Les questions qui ont suivi ont soulevé la question de la diversification des identités des élèves, qui pousse parfois les enseignant·e·s à refuser d’aborder certains événements historiques, par crainte de raviver des conflits identitaires ou de mémoires.  Les interventions ont souligné l’importance d’apprendre aux enseignant·e·s à gérer démocratiquement les débats qui découlent de ces questions, plutôt que de les encourager à ne plus aborder certaines questions clivantes en classe (situation israélo-palestinienne, ou relations colons-colonisés, etc.).

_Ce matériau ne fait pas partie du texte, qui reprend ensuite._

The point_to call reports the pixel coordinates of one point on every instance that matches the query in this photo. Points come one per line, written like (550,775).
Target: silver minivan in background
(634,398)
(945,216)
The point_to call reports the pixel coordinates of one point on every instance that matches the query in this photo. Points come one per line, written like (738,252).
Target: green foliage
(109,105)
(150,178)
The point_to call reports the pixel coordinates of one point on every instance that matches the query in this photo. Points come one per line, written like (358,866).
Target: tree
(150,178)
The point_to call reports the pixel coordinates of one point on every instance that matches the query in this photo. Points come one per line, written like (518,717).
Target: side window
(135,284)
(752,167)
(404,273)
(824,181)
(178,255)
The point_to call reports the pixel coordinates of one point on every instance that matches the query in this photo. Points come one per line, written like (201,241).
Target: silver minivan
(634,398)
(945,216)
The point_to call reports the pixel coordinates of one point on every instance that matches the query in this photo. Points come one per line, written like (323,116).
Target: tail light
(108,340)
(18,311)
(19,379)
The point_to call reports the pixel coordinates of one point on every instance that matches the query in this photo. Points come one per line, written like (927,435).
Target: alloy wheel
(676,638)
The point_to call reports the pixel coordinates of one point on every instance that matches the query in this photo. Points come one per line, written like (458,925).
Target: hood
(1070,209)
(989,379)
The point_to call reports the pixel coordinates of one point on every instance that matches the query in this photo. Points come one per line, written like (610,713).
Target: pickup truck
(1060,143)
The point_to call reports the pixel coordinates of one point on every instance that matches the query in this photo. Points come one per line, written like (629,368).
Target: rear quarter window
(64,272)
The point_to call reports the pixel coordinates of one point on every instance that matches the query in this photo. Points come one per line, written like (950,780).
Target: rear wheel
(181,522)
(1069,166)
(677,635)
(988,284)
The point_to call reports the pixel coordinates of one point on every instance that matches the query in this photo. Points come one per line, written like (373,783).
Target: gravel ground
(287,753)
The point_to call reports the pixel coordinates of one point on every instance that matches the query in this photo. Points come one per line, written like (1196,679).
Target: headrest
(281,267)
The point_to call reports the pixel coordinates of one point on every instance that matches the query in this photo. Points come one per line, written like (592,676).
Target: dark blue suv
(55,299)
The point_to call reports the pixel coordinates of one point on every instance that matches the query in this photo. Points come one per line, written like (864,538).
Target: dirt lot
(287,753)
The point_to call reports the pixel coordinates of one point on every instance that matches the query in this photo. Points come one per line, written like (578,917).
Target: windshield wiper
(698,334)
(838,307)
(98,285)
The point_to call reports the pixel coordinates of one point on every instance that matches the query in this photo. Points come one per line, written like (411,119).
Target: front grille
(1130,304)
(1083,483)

Le problème de la formation des enseignant·e·s d’histoire a aussi été soulevée, à travers leur capacité à transmettre une lecture du présent à partir du passé ; ils et elles maîtrisent, certes, ces événements du passé (voire sont spécialistes d’une période du passé), mais ne disposent pas  toujours des outils pour s’en saisir afin de comprendre le présent

Finalement, toutes ces questions ont mis le doigt sur la difficulté pratique à intégrer dans un cours d’histoire toutes les préoccupations qui forment la base de l’ECM. Peut-être faut-il alors (dans une visée pragmatique et en revenant aux fondamentaux de la ‘global education’) non pas viser la révision du contenu des cours d’histoire de manière à ce qu’ils abordent une série d’enjeux ou de questionnements labellisés ‘citoyenneté mondiale’, mais plutôt concevoir l’histoire dans le cursus scolaire comme un lieu de débat critique, de mise en perspective, et de déconstruction des idées et narratifs qui soutiennent les processus identitaires.